We checked on William throughout the night, he was sleeping fairly soundly, and his temperature hadn't risen. At 5.30 am we checked on him and he had a little water and went back to sleep. I woke shortly after 8 am and looked at the camera monitor and William was sleeping. I got up and went to check on him. William's room had black out blinds and I hadn't put my glasses on so I couldn't see much. I went over to William in the cot and stroked his cheek but he didn't move. I knelt down and put my arms through the bar of the cot and stroked his arm, which was fairly cool, but he didn't stir. I stoked his side and he was stiff. I immediately opened the blinds and I could see that William was dead.

I'm not quite sure when the screaming ended. Perhaps when the paramedics arrived, perhaps when they turned to me and said, 'I'm sorry my love but he's gone', seven minutes after arriving, or perhaps when I had to walk out of hospital without my beloved baby. I don't think the screaming has ever stopped in my head. I didn't know why and I didn't know how, all I knew was that my baby was gone.

As William died at home unexpectedly he had to go away for a post-mortem examination. The results from this can take a number of weeks, but it was very obvious very quickly that something wasn't right. William died on 14 December. After eight days the coroner telephoned me and asked, 'had William had a cough at all?', 'Yes', I replied. The pathologist had found that William had a left collapsed lung, an abscess in his left upper lung lobe, a pleural effusion with over 200 mls of viscous fluid in his left lung cavity, pneumonia in both lungs, heavy inner and outer ear infection and sepsis. 'Sepsis' I replied. 'What's that?' Not only had William been let down in the most devastating way, I didn't know this condition that had ultimately claimed his life.

In the weeks leading to William's death, he in fact had a bacterial chest infection. When the vomiting started this was the early stages of pneumonia. In the last week or so of his life the pleural effusion was developing and in the last couple of days of his life sepsis took over his body. There were 16 failings in William's care and four missed opportunities to save his life. Not only had the doctors misdiagnosed the chest infection and pneumonia, they had failed to spot he was suffering with sepsis. Not only that, they had not informed us or provided us with any safety netting advice about what to look out for should William's condition worsen.

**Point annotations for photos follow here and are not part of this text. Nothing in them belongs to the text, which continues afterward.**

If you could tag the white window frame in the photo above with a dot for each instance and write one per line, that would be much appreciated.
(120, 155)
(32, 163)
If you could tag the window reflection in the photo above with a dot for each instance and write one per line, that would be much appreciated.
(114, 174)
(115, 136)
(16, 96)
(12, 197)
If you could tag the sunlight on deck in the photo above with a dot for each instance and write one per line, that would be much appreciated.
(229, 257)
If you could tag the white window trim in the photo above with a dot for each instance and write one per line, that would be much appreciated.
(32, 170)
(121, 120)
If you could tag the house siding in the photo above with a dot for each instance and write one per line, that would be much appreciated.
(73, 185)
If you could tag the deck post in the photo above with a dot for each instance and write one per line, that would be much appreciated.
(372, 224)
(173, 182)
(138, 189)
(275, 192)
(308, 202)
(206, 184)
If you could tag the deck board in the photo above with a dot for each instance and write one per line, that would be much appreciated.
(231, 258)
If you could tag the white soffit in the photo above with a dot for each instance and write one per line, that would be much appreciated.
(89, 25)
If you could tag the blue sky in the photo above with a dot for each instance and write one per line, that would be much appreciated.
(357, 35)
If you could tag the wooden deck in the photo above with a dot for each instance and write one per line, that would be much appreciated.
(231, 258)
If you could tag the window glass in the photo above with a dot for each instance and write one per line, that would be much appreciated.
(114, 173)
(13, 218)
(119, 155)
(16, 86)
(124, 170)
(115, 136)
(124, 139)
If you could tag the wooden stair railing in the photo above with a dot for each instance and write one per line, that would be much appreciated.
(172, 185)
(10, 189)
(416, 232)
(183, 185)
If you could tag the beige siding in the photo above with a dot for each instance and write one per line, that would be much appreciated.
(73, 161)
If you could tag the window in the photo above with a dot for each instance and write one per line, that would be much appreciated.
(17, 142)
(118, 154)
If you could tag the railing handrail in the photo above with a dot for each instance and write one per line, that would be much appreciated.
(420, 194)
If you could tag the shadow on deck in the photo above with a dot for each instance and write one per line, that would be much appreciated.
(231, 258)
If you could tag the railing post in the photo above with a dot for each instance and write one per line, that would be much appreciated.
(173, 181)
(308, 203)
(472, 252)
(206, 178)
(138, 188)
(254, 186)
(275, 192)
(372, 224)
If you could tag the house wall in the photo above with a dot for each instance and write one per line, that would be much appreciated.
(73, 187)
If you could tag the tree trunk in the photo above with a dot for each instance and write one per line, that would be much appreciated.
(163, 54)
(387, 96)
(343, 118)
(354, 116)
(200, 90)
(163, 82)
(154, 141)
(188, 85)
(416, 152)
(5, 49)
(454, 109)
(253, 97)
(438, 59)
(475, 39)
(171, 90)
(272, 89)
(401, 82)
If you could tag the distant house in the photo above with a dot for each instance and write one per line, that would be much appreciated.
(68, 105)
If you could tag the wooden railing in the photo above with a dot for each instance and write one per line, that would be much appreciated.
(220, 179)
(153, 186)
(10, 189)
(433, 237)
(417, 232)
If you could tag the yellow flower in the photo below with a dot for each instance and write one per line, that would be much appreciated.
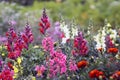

As a family, once the investigations into his death had concluded, we tried to concentrate on raising awareness of a condition that is causing so many avoidable and preventable deaths in the UK. We chose not to focus on individuals but rather change a system that was set up to fail.

I am delighted to be working with key people within the dental industry to ensure that dental staff are aware of sepsis, and to 'think sepsis', especially when treating an infective patient, a pre-infective patient and when prescribing antibiotics.

Conclusion

The key message to remember is to stop and think, could this be sepsis in someone who presents with signs or symptoms that indicate possible infection. Careful questioning and rapid response could make the difference between life and death in a person on the edge of tipping into sepsis.